チェロの藤沢さんとは長いお付き合い。「古典音楽協会」でずっと一緒だったが、彼のリサイタルと「古典」の定期の日程が度々重なってしまい、出演出来ないことに責任を感じて「古典」をやめてしまった。けれど、その後も時々は顔を合わせることがあって、コンサートの案内が来るのを楽しみにしていた。
ピアノは高橋恭子さん。
ベートーヴェン「ソナタ4番」
ボッケリーニ「ソナタ7番」
ショパン「ソナタ」
ポッパー 「コンサートポロネーズ」
今日のプログラムは「奏鳴曲」と言うタイトルの通り、ソナタが主役。

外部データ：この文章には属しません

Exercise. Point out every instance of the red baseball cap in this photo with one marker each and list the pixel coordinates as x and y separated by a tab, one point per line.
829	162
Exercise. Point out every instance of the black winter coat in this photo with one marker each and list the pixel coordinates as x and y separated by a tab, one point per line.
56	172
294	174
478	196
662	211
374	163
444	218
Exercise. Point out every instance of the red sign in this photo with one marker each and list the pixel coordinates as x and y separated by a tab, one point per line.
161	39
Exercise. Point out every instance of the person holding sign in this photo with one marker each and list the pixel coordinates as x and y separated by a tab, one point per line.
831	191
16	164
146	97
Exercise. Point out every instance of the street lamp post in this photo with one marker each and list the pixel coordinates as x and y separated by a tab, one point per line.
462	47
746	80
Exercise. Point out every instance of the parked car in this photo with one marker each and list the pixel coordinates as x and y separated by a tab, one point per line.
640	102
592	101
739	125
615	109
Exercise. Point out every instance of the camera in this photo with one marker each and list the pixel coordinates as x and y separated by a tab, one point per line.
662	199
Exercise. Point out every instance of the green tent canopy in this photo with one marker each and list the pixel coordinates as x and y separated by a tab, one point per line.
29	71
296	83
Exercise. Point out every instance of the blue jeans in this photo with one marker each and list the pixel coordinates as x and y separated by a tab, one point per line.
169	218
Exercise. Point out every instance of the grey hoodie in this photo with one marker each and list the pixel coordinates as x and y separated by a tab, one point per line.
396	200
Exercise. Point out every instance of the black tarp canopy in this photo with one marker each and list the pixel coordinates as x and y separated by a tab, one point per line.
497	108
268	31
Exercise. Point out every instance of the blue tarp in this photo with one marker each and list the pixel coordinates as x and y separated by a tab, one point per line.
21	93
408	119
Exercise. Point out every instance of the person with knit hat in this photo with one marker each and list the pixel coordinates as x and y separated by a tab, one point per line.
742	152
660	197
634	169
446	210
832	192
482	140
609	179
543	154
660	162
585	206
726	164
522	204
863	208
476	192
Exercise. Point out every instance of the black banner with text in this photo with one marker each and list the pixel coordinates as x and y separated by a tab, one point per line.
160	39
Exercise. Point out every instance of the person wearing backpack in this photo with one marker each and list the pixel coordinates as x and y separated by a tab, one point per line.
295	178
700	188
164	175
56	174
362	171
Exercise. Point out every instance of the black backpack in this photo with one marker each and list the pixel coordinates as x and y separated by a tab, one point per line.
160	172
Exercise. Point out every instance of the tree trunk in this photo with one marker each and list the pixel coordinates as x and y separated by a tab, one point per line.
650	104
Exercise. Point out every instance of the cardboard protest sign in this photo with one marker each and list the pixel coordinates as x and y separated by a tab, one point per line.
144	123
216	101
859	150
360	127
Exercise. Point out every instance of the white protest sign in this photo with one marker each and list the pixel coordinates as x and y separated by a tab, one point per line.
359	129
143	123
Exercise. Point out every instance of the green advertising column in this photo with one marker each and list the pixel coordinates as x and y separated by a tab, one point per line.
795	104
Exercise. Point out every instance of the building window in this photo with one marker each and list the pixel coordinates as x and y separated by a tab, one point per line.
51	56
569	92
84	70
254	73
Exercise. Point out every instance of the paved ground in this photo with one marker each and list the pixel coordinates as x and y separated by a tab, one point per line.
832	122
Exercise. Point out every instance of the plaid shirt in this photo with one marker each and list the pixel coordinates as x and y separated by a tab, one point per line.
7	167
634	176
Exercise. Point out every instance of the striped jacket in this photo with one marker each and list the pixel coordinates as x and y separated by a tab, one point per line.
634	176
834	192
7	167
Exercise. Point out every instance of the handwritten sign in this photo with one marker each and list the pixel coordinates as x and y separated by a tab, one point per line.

ピアノの高橋さんとは何回も共演しているので息もぴったり。聞いていて破たんがない。常に一緒に歩んでいる感じが見える。ソナタはチェロだけのあるいはピアノだけのソロでもなければ、伴奏でもない。常に対等の立場でものを言う。時に陰に回り、時に表に立つことはあっても、二人の奏者がお互いに音楽を主張しながらも、相手の立場も尊重するという、まさに室内楽の醍醐味がそこにある。藤沢さんは待ちきれずに音楽が先へ先へと進んでいくのを、ピアノの高橋さんが悠然と受け止める。藤沢さんの指は本当に良く回る。早いパッセージをなんなく弾いてのける。そこに高橋さんも同じように乗ってくる。二人とも難しい曲をまるで易しい曲のように弾き進んでいく。最後のポッパーになった時には、チェロ自身が朗々と鳴りだして、気持ち良くコンサートは終わった。けれど、惜しいことに後ろの席に子供が2人。プログラムをカサカサ言わせたり、ペットボトルを落としたり、親がそばにいて注意もしない。あーあ!